Secondo Valeria Ghezzi, presidente Anef, la chiusura da Natale all’Epifania fa crollare il fatturato del 70%. Business sostenibile con la riduzione di portata fino al 50%


3' di lettura

Dall'esito del documento che lunedì sarà presentato in Conferenza delle Regioni per essere poi sottoposto al Governo e al Cts dipenderà l’andamento dell’attività e del fatturato delle aziende funiviarie. In Italia sono oltre 400 (oltre 1500 impianti di risalita) che generano un giro di affari intorno ad 1,2 miliardi di euro, occupando direttamente oltre 14mila persone cui si aggiungono altri 2000 lavoratori attivi nelle attività connesse e interdipendenti (rifugi, noleggi, scuole di sci, etc.). Se si considera l'indotto economico dovuto alle attività direttamente collegate agli impianti di sci (rifugi, noleggi, maestri, impianti) questo genera un fatturato di quasi 4 miliardi che sale a 7 miliardi includendo quello connesso alla presenza sul territorio (lavori edili, acquisto di beni e servizi alberghi, negozi, ristorazione, eventi, etc.).

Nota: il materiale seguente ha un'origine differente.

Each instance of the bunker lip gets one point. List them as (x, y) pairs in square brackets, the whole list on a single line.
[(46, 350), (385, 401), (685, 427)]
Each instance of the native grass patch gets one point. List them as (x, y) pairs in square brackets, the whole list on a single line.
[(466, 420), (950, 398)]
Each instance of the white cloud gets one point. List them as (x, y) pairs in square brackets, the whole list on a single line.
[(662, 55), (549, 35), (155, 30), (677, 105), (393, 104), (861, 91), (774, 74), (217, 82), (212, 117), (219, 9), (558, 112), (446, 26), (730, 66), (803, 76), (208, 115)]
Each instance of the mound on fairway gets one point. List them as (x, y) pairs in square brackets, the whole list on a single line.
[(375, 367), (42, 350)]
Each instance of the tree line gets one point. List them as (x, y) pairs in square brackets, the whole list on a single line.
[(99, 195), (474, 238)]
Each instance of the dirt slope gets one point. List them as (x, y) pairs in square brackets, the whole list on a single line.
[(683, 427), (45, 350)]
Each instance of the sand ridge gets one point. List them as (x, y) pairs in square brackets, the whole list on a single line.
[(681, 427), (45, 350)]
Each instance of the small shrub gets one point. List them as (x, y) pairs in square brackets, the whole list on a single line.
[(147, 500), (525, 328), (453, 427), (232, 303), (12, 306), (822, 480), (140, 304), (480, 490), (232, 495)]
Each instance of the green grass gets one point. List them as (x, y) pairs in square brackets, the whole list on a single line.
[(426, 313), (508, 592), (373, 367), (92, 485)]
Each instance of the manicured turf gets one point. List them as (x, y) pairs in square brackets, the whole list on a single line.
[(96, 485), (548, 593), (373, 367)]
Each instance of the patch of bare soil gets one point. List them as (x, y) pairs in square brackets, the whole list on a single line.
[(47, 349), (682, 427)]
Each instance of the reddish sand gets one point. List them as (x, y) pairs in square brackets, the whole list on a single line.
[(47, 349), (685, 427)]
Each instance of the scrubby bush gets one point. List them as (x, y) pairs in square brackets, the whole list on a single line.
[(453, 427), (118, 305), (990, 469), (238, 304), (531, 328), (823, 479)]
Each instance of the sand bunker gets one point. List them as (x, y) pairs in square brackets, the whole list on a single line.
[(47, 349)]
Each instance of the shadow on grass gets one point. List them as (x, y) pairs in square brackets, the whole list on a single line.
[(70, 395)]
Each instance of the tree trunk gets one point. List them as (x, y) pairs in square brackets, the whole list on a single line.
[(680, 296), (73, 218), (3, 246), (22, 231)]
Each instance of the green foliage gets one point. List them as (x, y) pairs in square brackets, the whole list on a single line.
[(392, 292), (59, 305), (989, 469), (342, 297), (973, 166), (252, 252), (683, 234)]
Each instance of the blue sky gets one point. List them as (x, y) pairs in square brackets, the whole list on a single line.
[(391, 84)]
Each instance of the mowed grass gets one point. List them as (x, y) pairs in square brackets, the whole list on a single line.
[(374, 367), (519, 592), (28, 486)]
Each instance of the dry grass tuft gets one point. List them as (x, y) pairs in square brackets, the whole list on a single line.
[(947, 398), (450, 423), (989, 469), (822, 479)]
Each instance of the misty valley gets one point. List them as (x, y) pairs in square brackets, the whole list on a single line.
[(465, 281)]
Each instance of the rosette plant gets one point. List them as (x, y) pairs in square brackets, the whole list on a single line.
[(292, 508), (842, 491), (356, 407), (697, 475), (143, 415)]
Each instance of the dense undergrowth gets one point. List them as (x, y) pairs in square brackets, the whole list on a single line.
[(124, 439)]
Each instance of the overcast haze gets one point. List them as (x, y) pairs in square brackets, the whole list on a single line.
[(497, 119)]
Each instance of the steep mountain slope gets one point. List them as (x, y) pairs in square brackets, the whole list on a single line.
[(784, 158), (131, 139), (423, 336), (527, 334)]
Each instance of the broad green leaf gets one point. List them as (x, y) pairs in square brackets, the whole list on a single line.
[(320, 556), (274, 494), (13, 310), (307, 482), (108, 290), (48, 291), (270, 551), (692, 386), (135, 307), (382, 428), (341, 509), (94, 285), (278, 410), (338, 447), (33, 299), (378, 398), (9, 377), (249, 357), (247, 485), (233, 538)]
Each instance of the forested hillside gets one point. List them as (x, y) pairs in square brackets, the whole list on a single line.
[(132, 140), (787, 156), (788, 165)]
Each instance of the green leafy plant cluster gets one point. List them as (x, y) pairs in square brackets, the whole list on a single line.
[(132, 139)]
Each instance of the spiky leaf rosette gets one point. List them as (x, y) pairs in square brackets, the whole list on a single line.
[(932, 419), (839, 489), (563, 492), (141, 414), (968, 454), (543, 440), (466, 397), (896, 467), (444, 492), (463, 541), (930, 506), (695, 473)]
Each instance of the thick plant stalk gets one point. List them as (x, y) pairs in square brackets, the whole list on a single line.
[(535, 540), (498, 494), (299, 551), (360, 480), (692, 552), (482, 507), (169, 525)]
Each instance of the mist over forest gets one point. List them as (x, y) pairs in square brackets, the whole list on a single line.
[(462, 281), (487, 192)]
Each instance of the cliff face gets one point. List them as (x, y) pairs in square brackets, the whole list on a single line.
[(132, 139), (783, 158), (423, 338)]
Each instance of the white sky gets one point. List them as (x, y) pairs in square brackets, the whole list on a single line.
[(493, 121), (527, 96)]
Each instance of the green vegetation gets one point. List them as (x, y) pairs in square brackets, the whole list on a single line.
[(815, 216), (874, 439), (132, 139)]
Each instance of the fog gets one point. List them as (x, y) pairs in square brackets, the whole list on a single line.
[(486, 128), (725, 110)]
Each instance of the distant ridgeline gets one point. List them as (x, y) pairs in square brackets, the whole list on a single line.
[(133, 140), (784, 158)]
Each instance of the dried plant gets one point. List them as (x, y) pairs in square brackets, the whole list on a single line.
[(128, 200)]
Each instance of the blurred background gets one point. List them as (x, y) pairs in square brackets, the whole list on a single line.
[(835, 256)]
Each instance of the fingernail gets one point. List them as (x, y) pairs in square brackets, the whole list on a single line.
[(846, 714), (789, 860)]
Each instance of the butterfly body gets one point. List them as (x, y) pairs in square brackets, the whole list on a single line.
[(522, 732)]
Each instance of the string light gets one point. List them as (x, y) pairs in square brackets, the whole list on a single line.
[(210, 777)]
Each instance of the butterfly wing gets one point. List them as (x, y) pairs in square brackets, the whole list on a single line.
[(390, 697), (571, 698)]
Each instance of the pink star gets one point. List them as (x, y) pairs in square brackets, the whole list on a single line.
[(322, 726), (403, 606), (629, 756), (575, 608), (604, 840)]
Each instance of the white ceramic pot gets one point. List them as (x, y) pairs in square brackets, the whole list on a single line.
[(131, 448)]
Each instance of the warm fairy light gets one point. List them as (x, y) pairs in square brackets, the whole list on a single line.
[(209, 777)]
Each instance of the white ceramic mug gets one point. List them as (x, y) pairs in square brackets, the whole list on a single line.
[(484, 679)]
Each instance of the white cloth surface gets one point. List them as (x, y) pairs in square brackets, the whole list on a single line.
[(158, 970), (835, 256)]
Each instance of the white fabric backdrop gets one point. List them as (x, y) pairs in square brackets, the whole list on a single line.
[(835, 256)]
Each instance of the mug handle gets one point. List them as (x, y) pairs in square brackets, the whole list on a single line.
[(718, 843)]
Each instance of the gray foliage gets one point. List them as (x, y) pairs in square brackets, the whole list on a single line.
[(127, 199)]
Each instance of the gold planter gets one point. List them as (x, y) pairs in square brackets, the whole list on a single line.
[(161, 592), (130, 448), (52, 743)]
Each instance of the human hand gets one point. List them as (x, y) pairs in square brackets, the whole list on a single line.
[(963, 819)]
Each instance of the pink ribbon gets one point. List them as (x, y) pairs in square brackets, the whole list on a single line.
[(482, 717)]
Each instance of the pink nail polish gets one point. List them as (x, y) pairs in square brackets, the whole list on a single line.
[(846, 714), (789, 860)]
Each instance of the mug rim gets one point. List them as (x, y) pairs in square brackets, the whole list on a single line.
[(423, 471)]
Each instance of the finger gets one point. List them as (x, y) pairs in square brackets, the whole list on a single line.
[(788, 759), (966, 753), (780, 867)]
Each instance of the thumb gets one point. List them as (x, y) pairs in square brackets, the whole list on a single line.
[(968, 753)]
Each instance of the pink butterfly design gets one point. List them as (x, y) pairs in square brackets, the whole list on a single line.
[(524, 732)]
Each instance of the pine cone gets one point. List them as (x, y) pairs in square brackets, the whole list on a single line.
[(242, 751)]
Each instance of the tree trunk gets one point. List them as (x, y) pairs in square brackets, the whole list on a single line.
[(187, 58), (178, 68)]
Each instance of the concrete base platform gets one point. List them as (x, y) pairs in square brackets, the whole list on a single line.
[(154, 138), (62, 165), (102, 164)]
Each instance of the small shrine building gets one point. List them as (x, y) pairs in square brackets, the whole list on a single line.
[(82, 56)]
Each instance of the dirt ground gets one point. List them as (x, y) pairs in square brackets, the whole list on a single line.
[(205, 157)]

L’impatto sull’industria degli impianti a fune

Non è un momento facile per chi gestisce gli impianti di risalita. Dopo la stagione scorsa, salvata in corner, la prossima è difficile e piena di incognite. «Ci aspettiamo una discussione aperta sul protocollo ma siamo in attesa di capire qual è l’orientamento . Una riduzione di portata se diventa eccessiva rende assolutamente antieconomica l’attività. Nello stesso tempo siamo di fronte ad una situazione eccezionale in cui al primo posto c’è la salute pubblica e dunque siamo ben consapevoli dei limiti che dovrà subire l’attività. Ad oggi stimiamo almeno una perdita tra il 60% e il 70%, ammesso che si riesca davvero ad aprire. Più sarà ritardata, più accuseremo il colpo e la stessa sorte toccherà a maestri da sci, noleggio sci e tutte quelle attività legate agli impianti».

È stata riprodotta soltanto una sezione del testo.